One of these additional failures can be handled for each memory port, for a total of eight
Chipkill recoveries.
±
Hot-add and hot-swap memory
The x3850 M2 and x3950 M2 support the replacing of failed DIMMs while the server is still
running. This hot-swap support works in conjunction with memory mirroring. The server
also supports adding additional memory while the server is running. Adding memory
requires operating system support.
In addition, to maintain the highest levels of system availability, if a memory error is detected
during POST or memory configuration, the server can automatically disable the failing
memory bank and continue operating with reduced memory capacity. You can manually
re-enable the memory bank after the problem is corrected by using the Setup menu in the
BIOS.
Memory mirroring, Chipkill, and Memory ProteXion provide multiple levels of redundancy to
the memory subsystem. Combining Chipkill with Memory ProteXion allows up to two memory
chip failures for each memory port on the x3850 M2 and x3950 M2, for a total of eight failures
sustained.
1.
The first failure detected by the Chipkill algorithm on each port does not generate a light
path diagnostics error because Memory ProteXion recovers from the problem
automatically.
2.
Each memory port could then sustain a second chip failure without shutting down.
3.
Provided that memory mirroring is enabled, the third chip failure on that port would send
the alert and take the DIMM offline, but keep the system running out of the redundant
memory bank.
Memory mirroring
Memory mirroring is available on the x3850 M2 and x3950 M2 for increased fault tolerance.
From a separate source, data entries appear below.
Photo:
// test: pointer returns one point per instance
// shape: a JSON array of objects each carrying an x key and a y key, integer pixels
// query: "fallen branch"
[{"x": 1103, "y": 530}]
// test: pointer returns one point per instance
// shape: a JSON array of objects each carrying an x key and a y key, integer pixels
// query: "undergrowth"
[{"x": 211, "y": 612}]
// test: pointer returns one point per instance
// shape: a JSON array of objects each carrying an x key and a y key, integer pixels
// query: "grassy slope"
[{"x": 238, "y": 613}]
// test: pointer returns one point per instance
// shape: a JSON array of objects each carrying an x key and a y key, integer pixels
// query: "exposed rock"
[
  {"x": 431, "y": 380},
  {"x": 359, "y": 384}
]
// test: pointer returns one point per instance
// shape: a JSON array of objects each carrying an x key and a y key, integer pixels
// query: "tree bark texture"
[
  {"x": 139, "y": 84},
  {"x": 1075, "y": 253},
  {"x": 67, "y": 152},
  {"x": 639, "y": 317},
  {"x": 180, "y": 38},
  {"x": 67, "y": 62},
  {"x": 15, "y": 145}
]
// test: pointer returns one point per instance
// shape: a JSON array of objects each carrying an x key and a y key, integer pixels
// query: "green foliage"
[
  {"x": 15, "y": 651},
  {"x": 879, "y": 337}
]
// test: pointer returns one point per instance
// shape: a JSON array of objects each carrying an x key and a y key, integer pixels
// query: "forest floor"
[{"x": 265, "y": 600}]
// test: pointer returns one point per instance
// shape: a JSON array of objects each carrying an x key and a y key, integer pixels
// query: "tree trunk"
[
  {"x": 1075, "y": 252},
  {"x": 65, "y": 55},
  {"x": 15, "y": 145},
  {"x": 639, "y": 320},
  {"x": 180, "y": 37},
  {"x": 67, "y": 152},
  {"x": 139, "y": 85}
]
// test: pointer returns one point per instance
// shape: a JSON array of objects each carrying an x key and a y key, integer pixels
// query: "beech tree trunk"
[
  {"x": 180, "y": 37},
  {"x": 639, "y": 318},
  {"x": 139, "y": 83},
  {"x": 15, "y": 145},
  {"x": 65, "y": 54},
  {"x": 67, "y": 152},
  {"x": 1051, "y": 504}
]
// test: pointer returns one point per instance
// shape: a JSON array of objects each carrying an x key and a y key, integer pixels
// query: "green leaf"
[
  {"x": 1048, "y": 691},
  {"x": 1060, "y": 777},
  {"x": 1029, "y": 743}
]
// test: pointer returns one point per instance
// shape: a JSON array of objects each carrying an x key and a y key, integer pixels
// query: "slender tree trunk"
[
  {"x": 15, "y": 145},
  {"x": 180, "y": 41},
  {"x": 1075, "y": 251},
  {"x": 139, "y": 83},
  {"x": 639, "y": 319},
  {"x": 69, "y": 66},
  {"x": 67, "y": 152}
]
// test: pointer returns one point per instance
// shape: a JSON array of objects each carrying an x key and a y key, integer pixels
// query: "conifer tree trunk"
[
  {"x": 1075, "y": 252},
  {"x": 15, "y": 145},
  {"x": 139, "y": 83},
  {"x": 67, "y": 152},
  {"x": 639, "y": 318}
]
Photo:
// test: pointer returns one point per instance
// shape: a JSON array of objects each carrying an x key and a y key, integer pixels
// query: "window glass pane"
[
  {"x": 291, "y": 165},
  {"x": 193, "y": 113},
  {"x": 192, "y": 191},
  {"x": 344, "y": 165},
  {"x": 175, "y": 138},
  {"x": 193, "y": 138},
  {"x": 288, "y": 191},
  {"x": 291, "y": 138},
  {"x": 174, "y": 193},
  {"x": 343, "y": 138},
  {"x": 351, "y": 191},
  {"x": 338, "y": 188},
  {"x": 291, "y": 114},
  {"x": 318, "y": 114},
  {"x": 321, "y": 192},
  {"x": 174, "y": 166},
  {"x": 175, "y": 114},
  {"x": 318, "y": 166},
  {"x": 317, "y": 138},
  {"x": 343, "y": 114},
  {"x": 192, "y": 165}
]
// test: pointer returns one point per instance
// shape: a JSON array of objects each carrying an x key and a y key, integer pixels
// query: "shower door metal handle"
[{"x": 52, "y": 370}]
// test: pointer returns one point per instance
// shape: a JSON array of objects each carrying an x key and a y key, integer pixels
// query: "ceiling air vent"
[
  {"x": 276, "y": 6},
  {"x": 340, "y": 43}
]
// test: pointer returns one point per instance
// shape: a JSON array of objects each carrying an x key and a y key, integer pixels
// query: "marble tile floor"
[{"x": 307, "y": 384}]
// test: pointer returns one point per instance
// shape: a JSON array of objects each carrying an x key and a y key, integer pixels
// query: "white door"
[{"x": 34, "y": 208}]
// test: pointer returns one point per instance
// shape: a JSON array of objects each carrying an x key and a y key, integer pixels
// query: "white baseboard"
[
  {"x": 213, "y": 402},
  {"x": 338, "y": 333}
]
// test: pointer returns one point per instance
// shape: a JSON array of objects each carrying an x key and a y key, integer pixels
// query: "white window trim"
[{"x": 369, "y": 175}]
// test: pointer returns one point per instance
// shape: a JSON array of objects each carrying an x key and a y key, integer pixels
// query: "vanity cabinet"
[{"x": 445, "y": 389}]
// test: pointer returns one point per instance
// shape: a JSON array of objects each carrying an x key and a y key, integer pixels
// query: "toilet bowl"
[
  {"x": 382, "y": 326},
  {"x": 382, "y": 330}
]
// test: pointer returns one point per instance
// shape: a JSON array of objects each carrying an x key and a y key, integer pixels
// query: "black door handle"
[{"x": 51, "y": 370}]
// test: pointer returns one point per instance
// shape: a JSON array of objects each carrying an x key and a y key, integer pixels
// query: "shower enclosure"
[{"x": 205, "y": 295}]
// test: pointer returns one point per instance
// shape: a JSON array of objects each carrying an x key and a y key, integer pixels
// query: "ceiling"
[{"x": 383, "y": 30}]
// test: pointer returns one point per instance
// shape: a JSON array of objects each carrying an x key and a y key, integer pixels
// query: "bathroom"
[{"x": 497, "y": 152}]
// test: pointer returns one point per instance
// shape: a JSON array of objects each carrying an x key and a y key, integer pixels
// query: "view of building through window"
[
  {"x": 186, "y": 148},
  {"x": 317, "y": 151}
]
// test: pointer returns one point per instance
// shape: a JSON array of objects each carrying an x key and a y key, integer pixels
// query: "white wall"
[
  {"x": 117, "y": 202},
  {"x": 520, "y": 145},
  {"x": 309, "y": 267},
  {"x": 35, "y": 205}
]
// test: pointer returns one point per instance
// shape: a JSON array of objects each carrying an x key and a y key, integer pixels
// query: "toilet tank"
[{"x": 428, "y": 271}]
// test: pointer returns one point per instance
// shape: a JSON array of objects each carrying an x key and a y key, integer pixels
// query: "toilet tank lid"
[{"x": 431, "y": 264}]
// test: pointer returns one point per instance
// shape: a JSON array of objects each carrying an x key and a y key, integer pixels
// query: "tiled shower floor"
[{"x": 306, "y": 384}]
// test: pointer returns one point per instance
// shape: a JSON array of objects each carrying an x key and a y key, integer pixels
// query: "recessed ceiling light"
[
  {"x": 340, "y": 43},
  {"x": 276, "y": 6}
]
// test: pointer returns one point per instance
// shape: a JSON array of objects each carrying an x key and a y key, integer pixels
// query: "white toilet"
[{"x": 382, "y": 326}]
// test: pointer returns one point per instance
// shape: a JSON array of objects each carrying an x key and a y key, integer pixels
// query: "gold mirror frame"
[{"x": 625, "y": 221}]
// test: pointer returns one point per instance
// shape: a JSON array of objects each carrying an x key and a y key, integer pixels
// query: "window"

Memory mirroring is operating system-independent, because all mirroring activities are
handled by the hardware.
The x3850 M2 and x3950 M2 have four separate memory power buses that each power one
of the four memory cards. Figure 13 on page 26 shows the location of the memory cards
(which are numbered 1 to 4, from left to right) and the DIMM sockets and LEDs on the
memory cards.
Note:
These two features are mutually exclusive, as explained here:
±
Hot-add requires that memory mirroring be disabled.
±
Hot-swap requires that memory mirroring be enabled.